«À sec au point de ne plus pouvoir flusher»: les demandes pour creuser des puits explosent au Québec
Même en cas d’urgence, il faut attendre entre 3 et 5 semaines pour obtenir de l’aide


Francis Pilon
Des puits à sec, des bateaux pris dans la boue et des champs desséchés: le Québec n’a jamais été aussi assoiffé. Le manque de précipitations depuis l’été cause des problèmes d’eau presque partout dans la province.
Les foreurs du Québec peinent à répondre à l’explosion des demandes pour creuser un puits chez des citoyens qui vivent parfois sans eau potable durant plusieurs semaines en raison de la sécheresse inhabituelle.
«Toute notre industrie est complètement ensevelie. On n’a jamais eu autant de nouvelles demandes de clients. On arrive à peine à répondre aux courriels et aux appels en détresse. J’ai vu une famille mardi avec deux enfants. Ils sont à sec au point de ne plus pouvoir flusher la toilette, imaginez», raconte au Journal Alexandre Samson, propriétaire de l’entreprise de forage Samson & Frères.

Ce dernier, qui est aussi président de l'Association des entrepreneurs en forage du Québec (AEFQ), affirme qu’il reçoit normalement une poignée d’appels chaque semaine pour creuser de nouveaux puits. Depuis le mois de septembre, ce nombre a grimpé à trois par jour.

«Les gens qui sont les plus touchés en ce moment par le manque de pluie, ce sont ceux qui ont des puits de surface ou de vieux puits qui sont moins profonds. Ils nous appellent en urgence pour forer un puits artésien qui est plus creux et apporte plus d’eau», explique M. Samson.
Du jamais-vu, en 25 ans
Le foreur Nicolas Bélanger, de la compagnie Camille Bélanger Inc. en Montérégie, affirme pour sa part recevoir quotidiennement jusqu’à cinq demandes pour obtenir un nouveau puits.
«Le problème, c’est surtout de répondre à toutes les demandes de gens qui capotent parce qu’ils sont à sec. Je n’ai jamais vu ça en près de 25 ans dans le domaine», soupire M. Bélanger.

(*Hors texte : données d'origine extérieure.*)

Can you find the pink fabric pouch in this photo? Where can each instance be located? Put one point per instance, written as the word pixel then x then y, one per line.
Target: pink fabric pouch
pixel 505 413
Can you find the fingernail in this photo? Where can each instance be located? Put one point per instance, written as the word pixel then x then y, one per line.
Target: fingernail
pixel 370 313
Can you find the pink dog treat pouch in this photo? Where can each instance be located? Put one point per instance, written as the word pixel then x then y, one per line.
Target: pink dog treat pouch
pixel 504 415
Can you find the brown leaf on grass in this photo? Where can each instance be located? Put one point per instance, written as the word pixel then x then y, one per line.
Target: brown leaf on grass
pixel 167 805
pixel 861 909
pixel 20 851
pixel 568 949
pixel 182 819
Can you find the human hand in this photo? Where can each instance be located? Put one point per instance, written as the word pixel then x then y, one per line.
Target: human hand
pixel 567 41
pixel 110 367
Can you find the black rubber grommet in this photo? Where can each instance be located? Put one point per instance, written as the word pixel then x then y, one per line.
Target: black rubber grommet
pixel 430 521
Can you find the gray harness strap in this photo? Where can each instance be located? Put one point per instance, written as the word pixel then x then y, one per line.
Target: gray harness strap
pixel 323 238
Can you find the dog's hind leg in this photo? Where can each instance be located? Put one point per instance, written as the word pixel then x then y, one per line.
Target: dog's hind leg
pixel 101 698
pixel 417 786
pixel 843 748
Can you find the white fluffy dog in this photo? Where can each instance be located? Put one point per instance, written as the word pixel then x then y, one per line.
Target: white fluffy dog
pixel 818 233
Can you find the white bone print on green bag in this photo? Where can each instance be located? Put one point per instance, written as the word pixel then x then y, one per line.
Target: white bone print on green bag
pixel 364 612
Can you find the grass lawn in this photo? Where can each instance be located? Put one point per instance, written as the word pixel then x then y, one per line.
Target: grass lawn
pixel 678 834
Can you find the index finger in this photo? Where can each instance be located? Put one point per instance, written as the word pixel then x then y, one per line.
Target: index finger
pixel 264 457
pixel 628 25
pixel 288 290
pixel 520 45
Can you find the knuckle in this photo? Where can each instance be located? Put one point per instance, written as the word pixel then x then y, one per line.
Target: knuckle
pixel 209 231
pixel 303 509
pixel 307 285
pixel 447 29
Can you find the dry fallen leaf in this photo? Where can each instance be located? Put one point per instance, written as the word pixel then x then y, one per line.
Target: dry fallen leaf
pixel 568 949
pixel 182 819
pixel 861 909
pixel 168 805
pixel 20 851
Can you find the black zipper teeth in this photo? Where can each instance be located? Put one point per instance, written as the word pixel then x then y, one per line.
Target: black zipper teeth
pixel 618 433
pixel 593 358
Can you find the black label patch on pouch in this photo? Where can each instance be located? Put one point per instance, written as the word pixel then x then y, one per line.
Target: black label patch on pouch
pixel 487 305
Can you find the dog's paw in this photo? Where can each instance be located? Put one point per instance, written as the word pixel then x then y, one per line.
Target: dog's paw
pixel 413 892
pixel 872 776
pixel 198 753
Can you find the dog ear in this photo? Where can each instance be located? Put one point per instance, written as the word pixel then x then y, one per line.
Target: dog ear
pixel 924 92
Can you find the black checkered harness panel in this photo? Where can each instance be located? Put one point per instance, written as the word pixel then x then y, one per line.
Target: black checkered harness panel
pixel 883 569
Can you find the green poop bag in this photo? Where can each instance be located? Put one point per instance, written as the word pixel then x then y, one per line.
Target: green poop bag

Selon lui, l’heure est surtout grave pour les propriétaires de fermes qui manquent d’eau pour nourrir leurs animaux.
«On a aussi beaucoup d’appels de personnes qui vivent dans des maisons centenaires avec un puits n’ayant jamais manqué d’eau. Ils sont maintenant obligés de creuser un nouveau puits pour la première fois parce qu’on n’a plus de pluie», constate le foreur.
Un puits pour... 15 000$ à 20 000$
Alexandre Samson souligne que beaucoup de clients doivent s’endetter ou puiser dans leurs économies pour creuser un puits artésien ces jours-ci. L’expert estime que ce type de projet coûte en moyenne de 15 000$ à 20 000$ avec une pompe pour l’eau.
«Certains vont aussi refaire leur hypothèque carrément. Par contre, la personne qui vient de construire sa maison et qui est déjà endettée, ça peut accrocher. Surtout que ce n’est pas une dépendance qui est élégante et visible», lance avec ironie le président de l’AEFQ.
Il prévoit d’ailleurs que les pénuries d’eau risquent de s’aggraver au cours des prochaines années, surtout pour les propriétaires de puits de surface.
«Le phénomène qu’on vit cette année va se répéter de plus en plus, prévoit M. Samson. Avec les changements climatiques et les longues sécheresses, le sol devient trop dur et ça empêche l’eau de rentrer.»